In a personal-assistant embodiment, a reference to a named contact, place, or possession resolves to the user's own entity by their lineage, while the surrounding language is interpreted in its current cultural sense by the statistical engine. In a clinical embodiment, a term that carries a lay connotation in general usage and a precise meaning in a medical register resolves to the register appropriate to the practitioner's neighborhood and history, without the system having to be told which register applies. In a multilingual or cross-community embodiment, a token whose connotation differs across communities is resolved by the statistical engine against the relevant community's neighborhood, while a personal referent within it is still resolved by the user's own lineage. In each case the division of labor is the same: the world's shared and shifting meaning sits in the statistical layer over the shared substrate, and the user's specific meaning sits in their own portable lineage.

Prior-Art Distinction

Statistical language models ground reference by training distribution and therefore resolve ambiguous and indexical references toward population modes, with no principled, user-owned place to carry an individual's specific referent and no auditable record of why a sense was chosen. Symbolic and knowledge-graph systems can represent a specific referent but do not track cultural and register drift and depend on hand-maintained ontologies that fall out of date. Neuro-symbolic hybrids combine the two but typically fuse them inside one model or pipeline, without a structural separation between a user-owned indexical layer and a shared statistical layer, and without a governance boundary that keeps personal resolution from overriding admissibility. The distinguishing combination disclosed here is the routing of indexical and personal reference to a per-user, portable lineage layer and of idiomatic and cultural sense to a statistical engine over a shared, policy-scoped neighborhood, with both operating inside a single admissibility-gated traversal and the resolution recorded in lineage.

Disclosure Scope

The three operating modes of the discovery substrate, including answer synthesis, and the policy-scoped anchor neighborhood publication that the inference engine scores against, are disclosed in the cognition filing (U.S. Application No. 19/647,395 and its international counterpart) at Sections 10.8 and 10.4. The per-user personal lineage layer that carries indexical and personal reference, and its bounded application as a weighting overlay on admissible candidates, are disclosed in the companion article on the personal lineage layer.
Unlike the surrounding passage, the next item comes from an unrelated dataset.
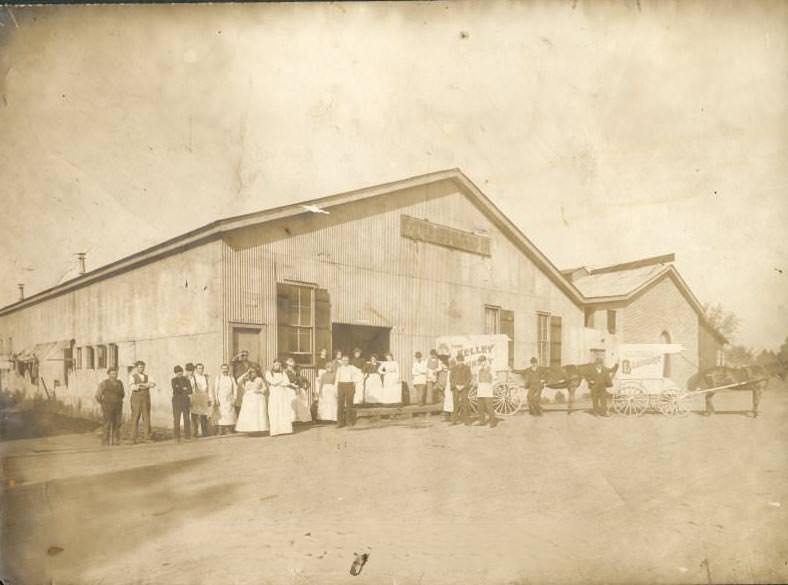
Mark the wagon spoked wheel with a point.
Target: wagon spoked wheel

This article discloses their composition for reference resolution: the routing of indexical and personal reference to the user's lineage layer and of idiomatic and cultural sense to the statistical inference engine, within a single admissibility-gated traversal, with the resolved meaning recorded in the discovery object's memory and lineage. The scope extends to resolution policies not described whose behavior reduces to this division between a user-owned indexical layer and a shared statistical layer operating inside admissibility.